Wednesday, September 20, 2006

A middle-school student wears a T-shirt to his public school with images of President George W. Bush, lines of cocaine and a martini glass. The student, who had obtained the T-shirt at an anti-war rally, wears it to school on many occasions without disruption. However, another student and a parent complain to school officials, who eventually discipline the shirt wearer.

These facts form the backdrop to a case from Williamstown Middle School in Vermont that ended up in a New York City-based federal appeals court. The 2nd U.S. Circuit Court of Appeals ruled Aug. 30 in Guiles v. Marineau that school officials violated the First Amendment when they punished student Zachary Guiles for his T-shirt. According to the 2nd Circuit, the student’s shirt was not “plainly offensive.”

The decision raises several interesting questions important to school administrators, teachers, students and parents. Perhaps foremost among these questions is one that now divides the federal appeals courts — what is “plainly offensive” student speech?

In the Vermont case, the 2nd Circuit determined that “the images depicted on Guiles’s T-shirt are not plainly offensive as a matter of law.”

“Plainly offensive” in this context refers to the U.S. Supreme Court’s 1986 decision Bethel School District No. 403 v. Fraser. In that decision, the Court ruled 7-2 that public school officials could punish a high school student for delivering a speech littered with sexual innuendoes to the student assembly. The Court wrote: “Surely it is a highly appropriate function of public school education to prohibit the use of vulgar and offensive terms in public discourse.”

In the 2nd Circuit decision, the school officials argued that images of cocaine and alcohol were not socially appropriate for middle-school students. A federal district court agreed in 2004, concluding that such images “are an inappropriate form of expression for … middle school.”

However, the 2nd Circuit interpreted the rule from Fraser differently. It noted that many lower courts had interpreted Fraser as giving school officials authority to prohibit student speech that is vulgar, lewd, indecent or plainly offensive. “Courts that address Fraser appear to treat ‘plainly offensive’ synonymously with and as part and parcel of speech that is something less than obscene but related to the concept, that is to say, speech containing sexual innuendo and profanity,” the 2nd Circuit wrote.
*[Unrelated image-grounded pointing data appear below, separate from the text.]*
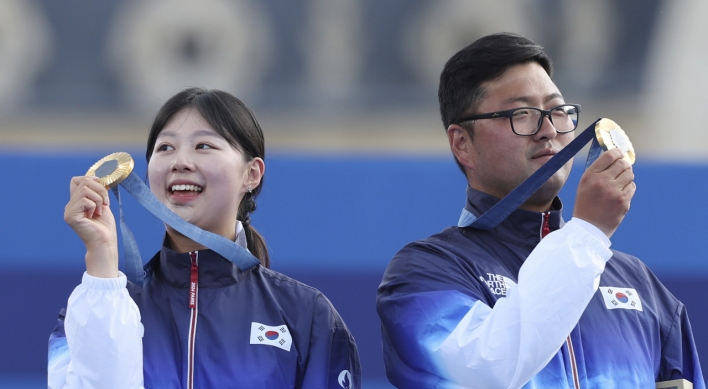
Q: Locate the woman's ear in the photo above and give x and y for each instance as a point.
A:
(256, 169)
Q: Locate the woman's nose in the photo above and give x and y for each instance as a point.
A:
(182, 161)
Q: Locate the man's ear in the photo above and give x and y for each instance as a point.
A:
(461, 145)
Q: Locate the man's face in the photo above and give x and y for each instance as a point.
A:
(501, 160)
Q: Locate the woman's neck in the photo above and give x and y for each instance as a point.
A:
(180, 243)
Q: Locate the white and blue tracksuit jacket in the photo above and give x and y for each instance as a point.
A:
(231, 329)
(502, 308)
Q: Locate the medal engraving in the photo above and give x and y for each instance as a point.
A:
(112, 169)
(611, 136)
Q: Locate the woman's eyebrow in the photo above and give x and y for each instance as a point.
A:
(194, 135)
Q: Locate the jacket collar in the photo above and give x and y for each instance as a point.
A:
(214, 270)
(519, 225)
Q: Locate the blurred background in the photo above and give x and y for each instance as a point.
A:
(358, 163)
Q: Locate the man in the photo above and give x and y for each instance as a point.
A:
(534, 302)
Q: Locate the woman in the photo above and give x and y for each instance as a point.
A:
(199, 321)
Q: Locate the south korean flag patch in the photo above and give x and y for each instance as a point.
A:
(621, 298)
(278, 336)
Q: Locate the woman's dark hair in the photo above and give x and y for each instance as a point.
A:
(236, 123)
(460, 90)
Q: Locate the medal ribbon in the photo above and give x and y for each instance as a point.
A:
(497, 213)
(228, 249)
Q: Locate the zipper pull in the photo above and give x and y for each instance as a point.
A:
(545, 228)
(193, 281)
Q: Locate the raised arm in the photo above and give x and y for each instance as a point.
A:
(439, 332)
(98, 340)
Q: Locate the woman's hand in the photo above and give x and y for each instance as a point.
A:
(89, 215)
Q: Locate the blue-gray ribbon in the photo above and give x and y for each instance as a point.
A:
(497, 213)
(134, 263)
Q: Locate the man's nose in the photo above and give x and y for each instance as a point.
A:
(547, 129)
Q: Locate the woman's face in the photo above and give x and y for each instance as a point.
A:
(197, 174)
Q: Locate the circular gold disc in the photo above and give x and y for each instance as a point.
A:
(611, 136)
(112, 169)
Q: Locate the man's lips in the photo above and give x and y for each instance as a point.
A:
(544, 153)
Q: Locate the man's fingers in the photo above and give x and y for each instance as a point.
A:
(625, 177)
(605, 160)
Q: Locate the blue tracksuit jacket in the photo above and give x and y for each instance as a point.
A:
(430, 285)
(251, 329)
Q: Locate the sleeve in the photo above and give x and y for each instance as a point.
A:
(679, 357)
(333, 361)
(439, 333)
(98, 340)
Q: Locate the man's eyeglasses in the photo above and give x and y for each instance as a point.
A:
(528, 120)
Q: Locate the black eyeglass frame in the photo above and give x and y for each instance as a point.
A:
(508, 113)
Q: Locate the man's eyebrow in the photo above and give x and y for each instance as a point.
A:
(527, 99)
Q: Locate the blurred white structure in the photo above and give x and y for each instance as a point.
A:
(25, 47)
(677, 97)
(160, 47)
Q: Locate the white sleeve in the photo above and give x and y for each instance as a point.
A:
(506, 346)
(104, 336)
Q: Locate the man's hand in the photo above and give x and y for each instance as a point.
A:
(605, 191)
(89, 215)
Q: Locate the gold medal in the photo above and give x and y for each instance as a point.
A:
(611, 136)
(113, 169)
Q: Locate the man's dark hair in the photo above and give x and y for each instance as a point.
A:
(460, 90)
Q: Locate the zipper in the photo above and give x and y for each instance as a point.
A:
(545, 230)
(573, 364)
(193, 305)
(545, 227)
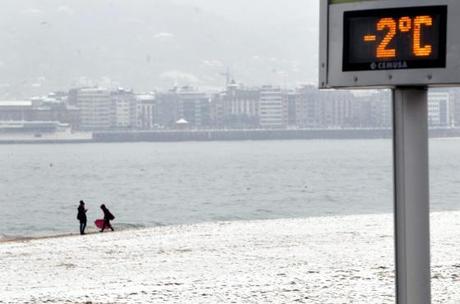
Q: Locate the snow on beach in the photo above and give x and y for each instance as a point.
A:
(313, 260)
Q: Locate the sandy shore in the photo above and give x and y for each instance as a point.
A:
(316, 260)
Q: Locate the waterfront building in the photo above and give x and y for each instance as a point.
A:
(95, 108)
(193, 106)
(272, 108)
(124, 109)
(237, 107)
(147, 112)
(39, 109)
(307, 107)
(15, 110)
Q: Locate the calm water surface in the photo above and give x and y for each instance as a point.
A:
(146, 184)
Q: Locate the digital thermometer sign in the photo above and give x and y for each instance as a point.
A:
(395, 38)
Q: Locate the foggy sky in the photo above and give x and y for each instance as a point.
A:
(147, 44)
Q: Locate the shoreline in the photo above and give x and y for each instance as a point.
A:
(218, 135)
(94, 231)
(348, 259)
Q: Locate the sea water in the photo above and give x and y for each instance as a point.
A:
(152, 184)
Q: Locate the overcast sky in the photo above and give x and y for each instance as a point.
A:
(154, 44)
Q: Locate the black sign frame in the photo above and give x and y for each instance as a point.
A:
(399, 64)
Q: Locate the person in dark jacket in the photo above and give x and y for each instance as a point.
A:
(81, 216)
(107, 218)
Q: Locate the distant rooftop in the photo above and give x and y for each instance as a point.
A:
(15, 103)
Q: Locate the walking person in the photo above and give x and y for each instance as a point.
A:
(108, 216)
(81, 216)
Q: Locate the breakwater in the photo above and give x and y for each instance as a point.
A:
(237, 135)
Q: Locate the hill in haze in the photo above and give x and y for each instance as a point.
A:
(146, 44)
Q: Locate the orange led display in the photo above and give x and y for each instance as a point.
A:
(419, 21)
(370, 38)
(405, 24)
(395, 38)
(382, 50)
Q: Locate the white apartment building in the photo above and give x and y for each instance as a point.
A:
(95, 108)
(124, 105)
(272, 108)
(439, 109)
(147, 112)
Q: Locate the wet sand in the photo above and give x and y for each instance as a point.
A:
(315, 260)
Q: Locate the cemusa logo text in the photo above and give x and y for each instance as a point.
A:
(389, 65)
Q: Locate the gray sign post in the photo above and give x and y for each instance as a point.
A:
(411, 191)
(406, 46)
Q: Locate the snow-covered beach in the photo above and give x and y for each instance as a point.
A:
(314, 260)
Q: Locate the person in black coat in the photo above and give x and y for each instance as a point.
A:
(81, 216)
(107, 218)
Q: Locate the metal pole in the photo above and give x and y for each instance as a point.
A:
(411, 195)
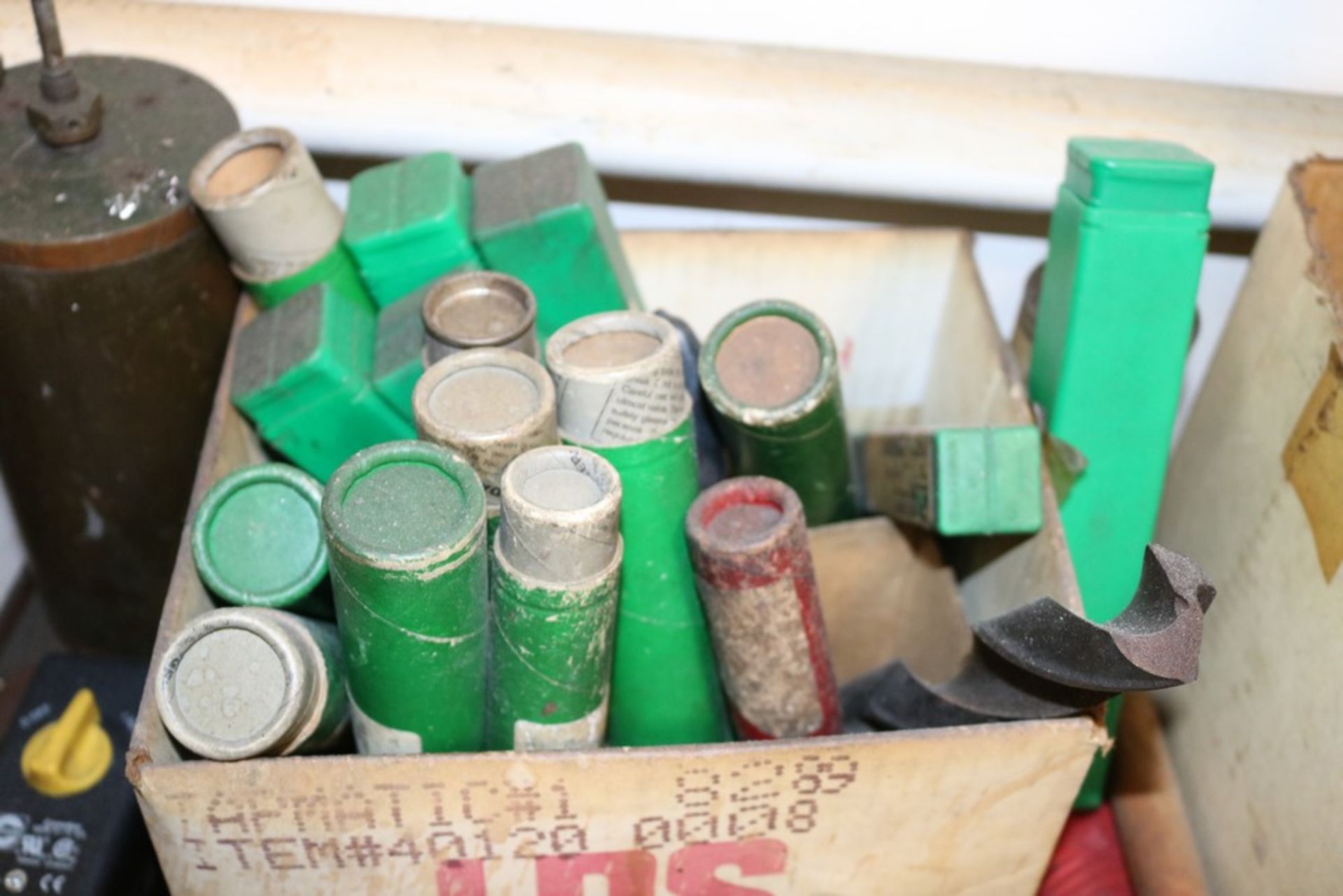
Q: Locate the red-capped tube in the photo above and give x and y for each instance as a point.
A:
(753, 566)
In the T-shirt case, the shirt’s message was more akin to political speech, as in the Supreme Court's famous 1969 black-armband decision Tinker v. Des Moines Independent Community School District, than to the sexual speech at issue in Fraser.
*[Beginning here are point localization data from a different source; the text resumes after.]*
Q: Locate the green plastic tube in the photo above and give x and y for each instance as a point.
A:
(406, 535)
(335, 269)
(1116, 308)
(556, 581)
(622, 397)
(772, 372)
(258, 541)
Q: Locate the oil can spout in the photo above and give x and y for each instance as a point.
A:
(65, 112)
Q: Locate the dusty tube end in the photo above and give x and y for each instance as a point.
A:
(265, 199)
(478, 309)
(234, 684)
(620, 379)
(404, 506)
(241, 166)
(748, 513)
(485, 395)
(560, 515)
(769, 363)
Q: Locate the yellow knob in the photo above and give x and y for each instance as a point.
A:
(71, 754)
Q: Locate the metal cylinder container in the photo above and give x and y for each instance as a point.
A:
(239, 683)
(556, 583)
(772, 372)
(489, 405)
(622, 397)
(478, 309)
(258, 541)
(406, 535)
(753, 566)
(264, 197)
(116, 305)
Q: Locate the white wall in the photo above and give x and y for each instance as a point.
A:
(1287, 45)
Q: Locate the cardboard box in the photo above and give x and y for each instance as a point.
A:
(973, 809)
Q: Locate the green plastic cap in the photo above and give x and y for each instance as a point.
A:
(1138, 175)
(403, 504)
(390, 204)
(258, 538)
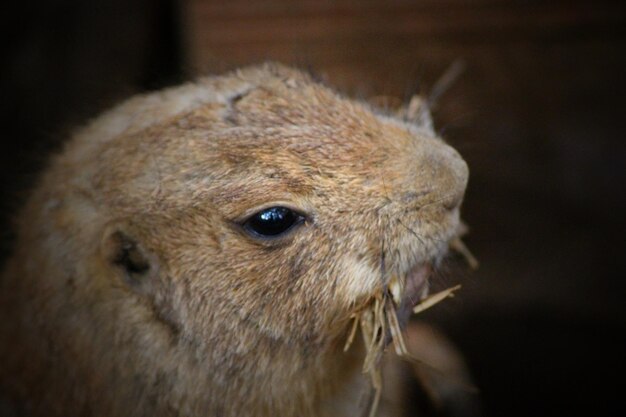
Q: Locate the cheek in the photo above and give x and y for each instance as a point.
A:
(356, 280)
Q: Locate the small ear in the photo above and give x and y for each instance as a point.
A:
(126, 254)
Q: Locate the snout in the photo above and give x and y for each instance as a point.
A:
(438, 176)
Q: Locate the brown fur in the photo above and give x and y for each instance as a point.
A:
(221, 324)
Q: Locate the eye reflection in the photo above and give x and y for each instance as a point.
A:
(272, 222)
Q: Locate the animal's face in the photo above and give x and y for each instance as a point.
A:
(280, 209)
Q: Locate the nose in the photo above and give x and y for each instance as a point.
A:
(443, 173)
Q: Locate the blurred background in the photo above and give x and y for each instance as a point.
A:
(538, 114)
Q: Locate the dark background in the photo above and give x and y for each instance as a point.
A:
(538, 114)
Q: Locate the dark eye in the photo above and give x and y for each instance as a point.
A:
(272, 222)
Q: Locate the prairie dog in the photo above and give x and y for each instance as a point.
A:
(199, 251)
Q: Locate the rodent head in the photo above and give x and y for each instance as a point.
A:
(169, 185)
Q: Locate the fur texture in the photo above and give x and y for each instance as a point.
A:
(211, 321)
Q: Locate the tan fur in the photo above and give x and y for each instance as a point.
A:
(222, 324)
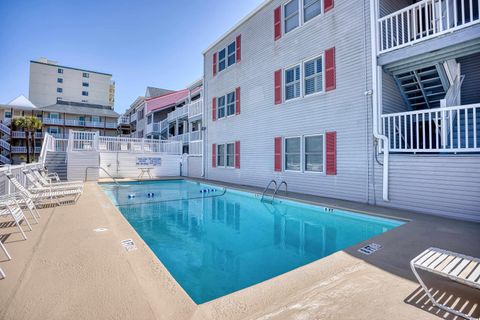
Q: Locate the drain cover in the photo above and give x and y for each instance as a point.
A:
(371, 248)
(128, 244)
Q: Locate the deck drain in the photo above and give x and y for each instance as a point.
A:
(128, 244)
(369, 249)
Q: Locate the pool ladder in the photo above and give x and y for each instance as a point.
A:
(277, 187)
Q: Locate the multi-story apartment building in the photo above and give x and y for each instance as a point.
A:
(57, 120)
(373, 101)
(51, 82)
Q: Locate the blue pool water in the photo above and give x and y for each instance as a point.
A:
(215, 242)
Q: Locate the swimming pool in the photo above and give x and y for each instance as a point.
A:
(215, 241)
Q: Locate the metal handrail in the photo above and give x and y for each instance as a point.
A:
(276, 190)
(108, 174)
(266, 189)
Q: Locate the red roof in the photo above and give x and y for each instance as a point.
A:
(166, 100)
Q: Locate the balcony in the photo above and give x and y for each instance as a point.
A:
(425, 20)
(453, 129)
(178, 113)
(195, 109)
(53, 121)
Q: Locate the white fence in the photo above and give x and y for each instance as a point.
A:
(448, 130)
(424, 20)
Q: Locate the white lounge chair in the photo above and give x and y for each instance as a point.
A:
(48, 182)
(53, 186)
(44, 195)
(12, 208)
(454, 266)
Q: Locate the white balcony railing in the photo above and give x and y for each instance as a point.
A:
(195, 108)
(446, 130)
(178, 113)
(425, 20)
(195, 135)
(195, 148)
(53, 121)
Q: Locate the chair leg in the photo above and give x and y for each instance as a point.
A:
(5, 251)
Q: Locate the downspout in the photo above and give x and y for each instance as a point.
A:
(204, 123)
(376, 84)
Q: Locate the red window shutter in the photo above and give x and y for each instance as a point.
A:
(214, 109)
(214, 66)
(330, 81)
(327, 5)
(331, 153)
(214, 155)
(278, 154)
(239, 48)
(237, 154)
(237, 100)
(277, 22)
(278, 87)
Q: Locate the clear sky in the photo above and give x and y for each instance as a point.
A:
(141, 42)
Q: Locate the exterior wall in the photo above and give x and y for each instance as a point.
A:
(470, 67)
(446, 185)
(43, 85)
(123, 165)
(344, 110)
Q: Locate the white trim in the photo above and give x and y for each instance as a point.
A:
(237, 25)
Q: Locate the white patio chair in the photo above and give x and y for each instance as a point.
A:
(454, 266)
(13, 209)
(44, 195)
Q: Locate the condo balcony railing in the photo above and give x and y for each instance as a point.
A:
(425, 20)
(195, 108)
(453, 129)
(178, 113)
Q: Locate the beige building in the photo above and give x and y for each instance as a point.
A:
(51, 82)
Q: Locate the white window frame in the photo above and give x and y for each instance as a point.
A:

According to the 2nd Circuit, if a court were given power to prohibit any student speech that was plainly offensive, then students would not be able to wear any anti-war clothing. Under a broad reading of “plainly offensive,” the black armbands in Tinker could be banned because they were plainly offensive to the patriotic sentiments of school officials.

The 2nd Circuit decision agrees with the rationale of another ruling in a student-speech case that has caused even more controversy, the Frederick v. Morse decision from the 9th Circuit — better known as the “Bong Hits 4 Jesus” case. In that March 10 decision, the 9th Circuit determined that school officials violated the First Amendment rights of Joseph Frederick, a student who unveiled the “Bong Hits 4 Jesus” banner when an Olympic torch relay passed his Alaska high school. The 9th Circuit ruled that Fraser and its “plainly offensive” language did not apply: “The phrase ‘Bong Hits 4 Jesus’ may be funny, stupid, or insulting, depending on one’s point of view, but it is not ‘plainly offensive’ in the way sexual innuendo is.”
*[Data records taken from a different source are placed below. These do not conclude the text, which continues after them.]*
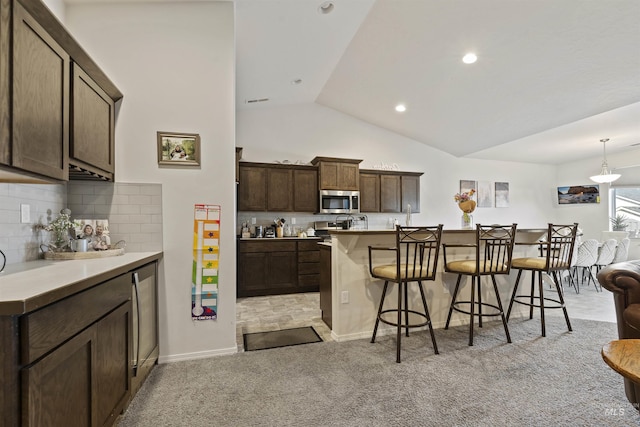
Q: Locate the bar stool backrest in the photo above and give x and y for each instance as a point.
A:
(587, 253)
(417, 254)
(558, 246)
(607, 252)
(494, 248)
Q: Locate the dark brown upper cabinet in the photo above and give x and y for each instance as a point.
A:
(40, 89)
(277, 188)
(369, 192)
(252, 188)
(337, 174)
(410, 184)
(57, 120)
(93, 124)
(389, 191)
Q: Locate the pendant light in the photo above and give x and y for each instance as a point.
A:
(605, 175)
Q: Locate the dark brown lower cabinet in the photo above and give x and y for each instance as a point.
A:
(58, 389)
(69, 363)
(325, 283)
(84, 382)
(275, 267)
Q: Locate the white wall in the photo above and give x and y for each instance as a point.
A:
(58, 8)
(174, 63)
(302, 132)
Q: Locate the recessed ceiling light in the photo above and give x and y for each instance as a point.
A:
(469, 58)
(326, 7)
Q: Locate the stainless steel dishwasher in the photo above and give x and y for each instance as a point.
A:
(144, 300)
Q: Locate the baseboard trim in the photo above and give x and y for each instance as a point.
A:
(197, 355)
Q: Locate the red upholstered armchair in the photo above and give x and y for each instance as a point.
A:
(623, 279)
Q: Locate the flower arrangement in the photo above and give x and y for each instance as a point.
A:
(466, 204)
(60, 228)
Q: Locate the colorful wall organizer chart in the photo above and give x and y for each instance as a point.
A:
(206, 252)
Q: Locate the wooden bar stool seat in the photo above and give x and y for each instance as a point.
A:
(557, 251)
(493, 252)
(416, 259)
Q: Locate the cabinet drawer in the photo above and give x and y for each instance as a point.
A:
(311, 245)
(309, 256)
(309, 268)
(309, 280)
(45, 329)
(270, 246)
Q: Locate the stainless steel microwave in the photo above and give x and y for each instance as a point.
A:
(339, 202)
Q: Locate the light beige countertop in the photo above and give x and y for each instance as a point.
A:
(277, 239)
(25, 287)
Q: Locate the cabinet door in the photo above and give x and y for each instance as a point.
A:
(282, 270)
(390, 193)
(5, 83)
(330, 176)
(252, 189)
(111, 371)
(369, 192)
(410, 193)
(348, 178)
(58, 390)
(40, 99)
(252, 273)
(92, 115)
(305, 190)
(279, 190)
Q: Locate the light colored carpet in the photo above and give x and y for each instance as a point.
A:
(558, 380)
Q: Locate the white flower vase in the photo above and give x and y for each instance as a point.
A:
(466, 221)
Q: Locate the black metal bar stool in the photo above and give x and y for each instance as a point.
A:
(416, 258)
(556, 254)
(493, 251)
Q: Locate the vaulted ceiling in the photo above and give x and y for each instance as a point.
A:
(552, 78)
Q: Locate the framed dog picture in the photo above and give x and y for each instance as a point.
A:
(178, 149)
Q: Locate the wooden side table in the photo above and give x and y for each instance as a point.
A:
(623, 356)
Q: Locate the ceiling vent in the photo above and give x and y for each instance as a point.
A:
(255, 101)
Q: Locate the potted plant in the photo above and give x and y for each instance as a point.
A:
(619, 223)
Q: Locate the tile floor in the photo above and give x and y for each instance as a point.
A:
(271, 313)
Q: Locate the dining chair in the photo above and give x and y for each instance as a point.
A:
(587, 256)
(493, 251)
(416, 258)
(622, 251)
(606, 253)
(557, 253)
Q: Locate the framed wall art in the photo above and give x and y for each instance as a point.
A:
(502, 194)
(178, 149)
(579, 194)
(467, 185)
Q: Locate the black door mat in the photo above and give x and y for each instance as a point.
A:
(283, 338)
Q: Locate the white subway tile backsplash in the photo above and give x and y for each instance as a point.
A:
(134, 212)
(128, 189)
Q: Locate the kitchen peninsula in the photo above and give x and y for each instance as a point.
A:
(355, 295)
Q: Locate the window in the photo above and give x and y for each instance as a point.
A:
(626, 201)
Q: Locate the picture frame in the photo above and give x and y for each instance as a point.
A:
(467, 185)
(578, 194)
(485, 194)
(178, 149)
The 2nd and 9th Circuits found that the Fraser rule applies to student speech that is vulgar or lewd or carries some sort of sexual connotation. They declined to apply the dictionary definition of “plainly offensive.”

The judges who made these decisions openly acknowledged that their rulings conflicted with the 6th Circuit’s determination of “plainly offensive” in its 2000 ruling in Boroff v. Van Wert City Board of Education. In that decision, Ohio public school officials punished high school student Nicolas Boroff for wearing a T-shirt featuring the shock-rocker Marilyn Manson with a three-faced Jesus with the words: “See No Truth. Hear No Truth. Speak No Truth” and the word “BELIEVE” with the letters “LIE” highlighted.”

Applying Fraser, a divided 6th Circuit panel determined that the T-shirt was plainly offensive. It promoted “disruptive and demoralizing values,” the panel majority wrote.

The division in the federal appeals courts, called a split in the circuits, makes it more likely that the Supreme Court could address this pressing legal question. A broad reading of Fraser means that school officials can silence student speech that is inconsistent with its basic educational mission and contrary to recognized social values. A narrower reading of Fraser means that school officials’ censorial powers are limited to sexually oriented, vulgar speech.

The Alaska school officials have already given official notification that they will appeal. An appeal in the 2nd Circuit case could be forthcoming, as well. If the Supreme Court takes one of these cases, it could answer the question of what is plainly offensive student speech within the meaning of Fraser. Much controversial student speech could hang in the balance.